Data Lake from SAP
Worldwide lot of SAP customers have invested in Enterprise data warehouse/data mart using SAP HANA. They got tremendous benefits with in-memory capability of HANA as well speed of agility. However data volumes continuous to grow exponentially in recent times due to addition of data from steaming applications ,artificial intelligence well as machine learning. New data sources also includes data coming from IOT devices ,customer behavior as well social media data. Recently we worked with customer who is using SAP HANA for Enterprise data warehouse and same customer also brought Snowflake in their landscape. Unfortunately data tiering was not implemented in customer landscape. Another challenge was growth of data ,customer was anticipating that data volume will be doubled in next 1.5 years. So keeping everything in HANA is an expensive affair for customer.
I also see lot of SAP customers have started investing data lake using either AWS or Azure or Google Cloud and in Snowflake as well. Some of these customers also invested in Hadoop data lake even though 70 % of their data is coming from SAP ( S/4 HANA,BW/HANA)
So what option we should suggest for SAP Customers using SAP HANA. Should they invest in Snowflake or build design lake using AWS/Azure/GCP. Is there any option available from SAP ?
Yes there is Option from SAP to meet such requirements . The option is HANA Data Lake(HDL).
SAP announced HDL in the month of April 2020. This is part of SAP HANA Cloud services and its cost effective as well.
What is HDL
SAP HANA Cloud offers low-cost storage options, including SAP HANA native storage extension and a built-in relational data lake.
Customers can keep current, business-critical (hot) data in memory for real-time processing and move data that you use frequently but not every day (warm) to the SAP HANA Native Storage Extension(NSE). For older, but still important (cold) data, customers can use the HANA Data Lake(IQ) and still retain access to your data when and where they need it. This data tiering helps reduce cost and gives the freedom to choose where you want to store your data based on when you need it.
HDL is relational data lake and its means SAP IQ database deployed in the cloud. It provides processing similar to Azure or AWS.It offers excellent compression. 10x compression of existing data and save storage cost. It can store structured and unstructured data as well. HDL can be enabled in existing HANA Cloud instance or provisioned in new HANA Cloud instance. We can add more storage space in HDL at any time. It also shares HANA cloud security. It provides features such as encryption of data, audit logging & tracking the data access.
- Integrated into HANA Cloud Instance
- Automatically provisioned and administrated with HANA Cloud
- Based on SAP IQ technology
- Elastic scale, independently of HANA DB. Designed to scale up petabytes of data
- High speed ingestion enablement
- Ability to analyze data with excellent performance
- Access to cloud storage (e.g. AWS S3, GCP Cloud Storage)

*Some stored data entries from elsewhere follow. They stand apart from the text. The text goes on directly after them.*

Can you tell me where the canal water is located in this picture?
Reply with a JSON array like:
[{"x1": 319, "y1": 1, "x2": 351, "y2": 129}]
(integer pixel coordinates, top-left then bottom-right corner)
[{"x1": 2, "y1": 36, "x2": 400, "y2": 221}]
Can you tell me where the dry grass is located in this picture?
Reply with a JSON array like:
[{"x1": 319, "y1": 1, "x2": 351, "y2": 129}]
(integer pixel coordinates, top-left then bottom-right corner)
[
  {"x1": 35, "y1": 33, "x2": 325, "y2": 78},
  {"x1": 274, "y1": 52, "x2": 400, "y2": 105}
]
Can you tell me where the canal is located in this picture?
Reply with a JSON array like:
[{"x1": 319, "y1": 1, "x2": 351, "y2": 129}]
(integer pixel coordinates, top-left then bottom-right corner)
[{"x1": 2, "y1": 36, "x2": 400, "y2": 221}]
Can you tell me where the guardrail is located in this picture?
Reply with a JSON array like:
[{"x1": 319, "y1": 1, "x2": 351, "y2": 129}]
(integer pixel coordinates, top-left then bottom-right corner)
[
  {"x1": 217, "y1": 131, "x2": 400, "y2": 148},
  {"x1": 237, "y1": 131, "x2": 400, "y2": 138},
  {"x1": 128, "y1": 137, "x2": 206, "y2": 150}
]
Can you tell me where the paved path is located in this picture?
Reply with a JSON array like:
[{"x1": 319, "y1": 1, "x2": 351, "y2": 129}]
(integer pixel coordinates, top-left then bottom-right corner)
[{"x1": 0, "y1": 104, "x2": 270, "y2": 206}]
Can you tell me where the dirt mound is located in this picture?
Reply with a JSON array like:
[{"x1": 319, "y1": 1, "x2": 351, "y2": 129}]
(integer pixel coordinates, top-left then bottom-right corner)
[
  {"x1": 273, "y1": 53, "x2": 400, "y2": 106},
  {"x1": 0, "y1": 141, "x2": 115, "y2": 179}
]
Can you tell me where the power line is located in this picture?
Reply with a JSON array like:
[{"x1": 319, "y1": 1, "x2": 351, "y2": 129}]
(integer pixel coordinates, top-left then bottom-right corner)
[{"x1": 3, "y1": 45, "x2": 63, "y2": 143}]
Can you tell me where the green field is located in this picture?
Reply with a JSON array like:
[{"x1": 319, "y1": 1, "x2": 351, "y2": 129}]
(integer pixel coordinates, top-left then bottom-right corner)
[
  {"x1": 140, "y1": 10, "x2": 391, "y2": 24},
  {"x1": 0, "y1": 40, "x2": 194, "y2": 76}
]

- Ingest any data from cloud or on-premises data sources
- Easy to setup and use (single access layer in HANA Cloud)
- Low TCO
- Fast analytic processing through columnar architecture
Typical Use Case
- Customers who have implemented in SAP HANA on premise can choose HANA Cloud as hybrid option
- Customers who are looking for cost effective data lake solution
- Customers who are moving forward with their cloud journey
- Customers data volume is increasing and they are having challenges in controlling data volume as well cost
- Customer who has looking for cost effective storage and without affecting the performance
To summarize , SAP customers who are going towards Cloud journey , should start evaluating SAP HANA Cloud which offers HDL as an option. Rather than investing in Data lake on AWS/Azure/Google Cloud or Hadoop, they should invest in HDL. HDL offers cost effective Data Lake solution but also provides excellent performance as well. It also provides fast access to data whenever needed. With HDL customers should not worry on the cost aspects at all. So if you are investing in Data Lake ,think of SAP HANA cloud as it provides built in HANA data lake. Keep exploring !!
Can HDL take data in any format like a hadoop data lake does ?
yes it can take structured as well as unstructured data